Bis heute hat sich keiner der Spieler mehr in Landshut bli­cken lassen. Gift­thaler sorgt sich, sagt aber auch: Ich ver­suche, das eher weniger an mich her­an­zu­lassen, weil ich die Kraft brauche, um ihnen – wie auch immer – bei­zu­stehen.“ Um Fuß­ball geht es dabei natür­lich nicht mehr. Ich kenne die Situa­tion in Sierra Leone. Die würden bei ihrer Ankunft sofort ver­haftet werden und im Gefängnis landen, weil sie als Ver­räter gelten.“ Also ver­sucht Gift­thaler die Abschie­bung von über 60 Men­schen zu ver­hin­dern. Längst hat er einen Anwalt ein­ge­schaltet, um gegen die Bescheide zu klagen. Immerhin: In einem Drittel der Fälle sieht es gut aus.

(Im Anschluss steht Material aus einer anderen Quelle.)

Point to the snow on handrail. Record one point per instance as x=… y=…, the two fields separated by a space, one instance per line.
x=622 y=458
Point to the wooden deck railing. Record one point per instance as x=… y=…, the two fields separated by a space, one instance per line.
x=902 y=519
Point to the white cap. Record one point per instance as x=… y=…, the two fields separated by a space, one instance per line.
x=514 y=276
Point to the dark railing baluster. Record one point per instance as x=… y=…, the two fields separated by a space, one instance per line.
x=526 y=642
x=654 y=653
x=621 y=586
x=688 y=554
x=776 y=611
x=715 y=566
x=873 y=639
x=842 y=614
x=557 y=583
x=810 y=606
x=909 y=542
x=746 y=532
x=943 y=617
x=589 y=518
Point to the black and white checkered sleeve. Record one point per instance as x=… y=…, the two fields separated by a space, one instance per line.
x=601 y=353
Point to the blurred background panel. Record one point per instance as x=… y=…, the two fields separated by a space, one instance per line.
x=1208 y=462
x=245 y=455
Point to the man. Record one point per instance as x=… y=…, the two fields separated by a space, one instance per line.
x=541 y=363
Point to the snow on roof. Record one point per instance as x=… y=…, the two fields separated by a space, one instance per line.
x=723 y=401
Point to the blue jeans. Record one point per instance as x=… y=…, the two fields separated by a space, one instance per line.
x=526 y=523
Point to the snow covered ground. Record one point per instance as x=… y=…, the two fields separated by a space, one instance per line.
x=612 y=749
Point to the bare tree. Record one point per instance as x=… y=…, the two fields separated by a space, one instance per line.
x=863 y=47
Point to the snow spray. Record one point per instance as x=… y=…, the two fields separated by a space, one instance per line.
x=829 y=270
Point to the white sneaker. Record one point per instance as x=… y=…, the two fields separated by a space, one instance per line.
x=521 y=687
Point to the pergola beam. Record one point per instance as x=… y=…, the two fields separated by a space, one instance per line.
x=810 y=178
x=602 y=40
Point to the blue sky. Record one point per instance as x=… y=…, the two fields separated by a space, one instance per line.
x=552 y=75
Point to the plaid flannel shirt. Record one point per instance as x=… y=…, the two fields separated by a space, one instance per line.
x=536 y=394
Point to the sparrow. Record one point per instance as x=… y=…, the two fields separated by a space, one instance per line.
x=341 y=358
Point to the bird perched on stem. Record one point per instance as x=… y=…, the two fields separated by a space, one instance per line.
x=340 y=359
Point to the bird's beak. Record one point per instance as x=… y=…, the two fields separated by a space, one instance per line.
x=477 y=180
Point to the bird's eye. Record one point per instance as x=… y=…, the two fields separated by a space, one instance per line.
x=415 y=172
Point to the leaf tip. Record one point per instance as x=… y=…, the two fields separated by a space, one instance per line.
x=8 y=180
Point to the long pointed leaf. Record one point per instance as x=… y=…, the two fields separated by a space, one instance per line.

Dass er das Rich­tige tut, merkt Gift­thaler nicht nur an den juris­ti­schen Erfolgen, son­dern auch am Zuspruch der Men­schen aus Landshut. Ört­liche Fuß­ball­klubs haben Trans­pa­rente gegen die Abschie­bung der Geflüch­teten auf­ge­hängt, an der Mar­tins­kirche in der Innen­stadt kam es am letzten Samstag zu einer Kund­ge­bung. Viele sehen die Sache wie Gift­thaler und glauben, dass die Behörden mit zwei­erlei Maß messen. Wie könne es sein, dass ein Teil der Men­schen abge­schoben werde, andere aber bleiben dürften – wo doch alle aus Sierra Leone kämen? Und über­haupt: Wenn wir bei der euro­päi­schen Asyl­po­litik sind, gibt es da dieses Bild, dass Deutsch­land Vor­reiter ist und beson­ders gut damit umgeht. Komi­scher­weise haben aber die, die nach Frank­reich geflüchtet sind, ein unbe­fris­tetes Blei­be­recht bekommen. Ich hätte für viele von ihnen sogar schon einen Arbeits­platz in Aus­sicht gehabt.“

Gift­thaler will weiter für seine Spieler kämpfen. Auch wenn ver­mut­lich keiner von ihnen je nach Landshut zurück­kehre, wolle er alle Mög­lich­keiten aus­schöpfen. Es ist etwas weg­ge­bro­chen. Aber ich muss stark sein – die Hoff­nung stirbt zuletzt.“ Und der Sierra Leone FC? Im nächsten Jahr will Gift­thaler sein Pro­jekt wie­der­be­leben. Selbst wenn er nur eine Klein­feld­mann­schaft zusam­men­be­kommt.